Non è un caso che proprio nei paesi più attivamente coinvolti nelle guerre globali – dagli Stati Uniti a Israele, dall’Europa orientale all’Italia in versione NATO – assistiamo a un collasso simultaneo delle garanzie costituzionali, dei diritti sociali, della rappresentanza. Il capitalismo in agonia non tollera più neppure la finzione della democrazia.
Conclusione: cambiare sistema o affondare insieme
Di fronte a questo scenario, illudersi che basti votare meglio o cambiare qualche governo per fermare la spirale distruttiva in atto è ingenuo. Non siamo davanti a un problema politico contingente, ma a una crisi strutturale di civiltà. Il capitalismo ha smesso da tempo di essere una forza progressiva. È diventato un cadavere che cammina, che si nutre di corpi e territori, che si protegge con eserciti privati e scudi fiscali.

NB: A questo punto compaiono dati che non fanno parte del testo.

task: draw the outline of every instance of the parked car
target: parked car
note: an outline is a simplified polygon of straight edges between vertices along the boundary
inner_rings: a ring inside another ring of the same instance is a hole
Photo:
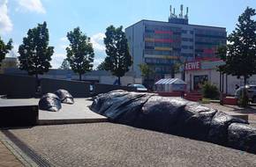
[[[147,89],[143,84],[129,84],[129,87],[136,88],[139,92],[147,92]]]
[[[255,84],[248,84],[245,86],[240,86],[235,92],[235,98],[239,98],[242,95],[243,89],[246,89],[248,93],[249,100],[252,103],[256,103],[256,85]]]

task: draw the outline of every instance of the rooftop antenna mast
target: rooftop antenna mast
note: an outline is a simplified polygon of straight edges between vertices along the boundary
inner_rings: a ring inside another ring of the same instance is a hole
[[[188,19],[188,7],[186,7],[186,14],[184,15],[184,18]]]
[[[180,14],[179,18],[183,18],[183,4],[180,5]]]

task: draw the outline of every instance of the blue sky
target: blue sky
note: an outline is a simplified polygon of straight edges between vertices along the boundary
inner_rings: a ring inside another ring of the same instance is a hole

La democrazia stessa, svuotata della sua sostanza, è oggi ostaggio del capitale. Non decide, non protegge, non rappresenta. È diventata una maschera dietro cui si nasconde un’oligarchia finanziaria che manovra guerre, profitti, disastri climatici, speculazioni e propaganda.

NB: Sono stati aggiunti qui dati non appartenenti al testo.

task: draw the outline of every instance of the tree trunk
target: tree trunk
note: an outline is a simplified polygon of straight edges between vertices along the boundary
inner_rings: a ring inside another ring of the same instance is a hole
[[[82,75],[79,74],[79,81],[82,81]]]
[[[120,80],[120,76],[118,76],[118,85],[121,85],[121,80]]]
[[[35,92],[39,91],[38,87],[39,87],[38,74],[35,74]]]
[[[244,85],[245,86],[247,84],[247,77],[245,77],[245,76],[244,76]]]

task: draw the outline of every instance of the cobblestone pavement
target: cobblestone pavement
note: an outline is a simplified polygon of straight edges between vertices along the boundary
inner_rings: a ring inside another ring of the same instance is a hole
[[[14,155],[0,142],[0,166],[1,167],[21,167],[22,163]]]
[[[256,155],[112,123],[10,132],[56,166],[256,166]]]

La vera alternativa non è tra guerra o pace, ma tra capitalismo o vita. E chi non ha il coraggio di dirlo, chi cerca ancora un capitalismo etico o verde, chi propone rattoppi progressisti senza mettere in discussione la radice del problema, si fa complice, consapevole o meno, di questa agonia mascherata da civiltà.
La guerra è il linguaggio con cui il capitale grida il suo fallimento. Tocca a noi, ora, imparare a parlare un’altra lingua. Una lingua fatta di giustizia sociale, redistribuzione, partecipazione reale, sovranità popolare. Perché se non cambiamo rotta, l’unica democrazia che ci resterà sarà quella del mercato armato, della moneta anonima, del voto inutile. E sarà troppo tardi.
FONTI PRINCIPALI
• OCSE, Tax Transparency Report 2024
• IMF, World Economic Outlook, April 2024
• OXFAM, Survival of the Richest, 2023
• Zucman, G., The Hidden Wealth of Nations, 2016
• Harvey, D., L’enigma del capitale e il prezzo della sua sopravvivenza, 2011
• Luxemburg, R., L’accumulazione del capitale, 1913
• Lenin, V. I., L’imperialismo, fase suprema del capitalismo, 1916
• Naomi Klein, Shock Economy, 2007
• World Bank Data on Capital Flows and FDI (2023–2024)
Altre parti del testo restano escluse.